Reverse address entries

Steven Carr sjcarr at gmail.com
Tue Jul 2 13:52:44 UTC 2013


On 2 July 2013 14:42, Sam Wilson <Sam.Wilson at ed.ac.uk> wrote:
> Can anyone here give examples of the types of various software that will
> not operate without a PTR record?

There have already been numerous listings of software that require
reverse lookups. SMTP being the main one. Other services like IRC and
some databases (Oracle/MySQL) can also be configured to require
properly working reverse lookups.

> I agree that if PTR records exist then they should match an A record.
> My experience (and IIRC correctly the word of several RFCs) is that PTRs
> are not required for most things to work.

RFC1912 [http://tools.ietf.org/html/rfc1912] section 2.1...

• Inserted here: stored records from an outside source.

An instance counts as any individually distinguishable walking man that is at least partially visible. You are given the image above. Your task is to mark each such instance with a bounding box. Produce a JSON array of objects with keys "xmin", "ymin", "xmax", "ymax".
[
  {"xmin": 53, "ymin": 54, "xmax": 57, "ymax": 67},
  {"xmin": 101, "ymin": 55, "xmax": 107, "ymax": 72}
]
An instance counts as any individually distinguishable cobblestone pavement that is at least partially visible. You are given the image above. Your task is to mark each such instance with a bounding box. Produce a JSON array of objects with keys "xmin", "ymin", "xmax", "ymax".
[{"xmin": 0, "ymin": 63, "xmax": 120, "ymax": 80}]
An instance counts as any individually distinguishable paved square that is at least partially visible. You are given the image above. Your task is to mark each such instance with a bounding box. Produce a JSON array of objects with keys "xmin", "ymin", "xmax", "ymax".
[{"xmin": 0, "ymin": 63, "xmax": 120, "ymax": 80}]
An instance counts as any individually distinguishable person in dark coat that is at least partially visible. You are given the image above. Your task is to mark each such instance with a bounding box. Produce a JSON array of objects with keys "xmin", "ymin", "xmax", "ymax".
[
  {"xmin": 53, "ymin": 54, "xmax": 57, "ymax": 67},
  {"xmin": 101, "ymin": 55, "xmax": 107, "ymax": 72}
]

Every Internet-reachable host should have a name... Make sure your PTR
and A records match.  For every IP address, there should be a matching
PTR record in the in-addr.arpa domain.  If a host is multi-homed,
(more than one IP address) make sure that all IP addresses have a
corresponding PTR record (not just the first one). Failure to have
matching PTR and A records can cause loss of Internet services similar
to not being registered in the DNS at all.  Also, PTR records must
point back to a valid A record, not a alias defined by a CNAME.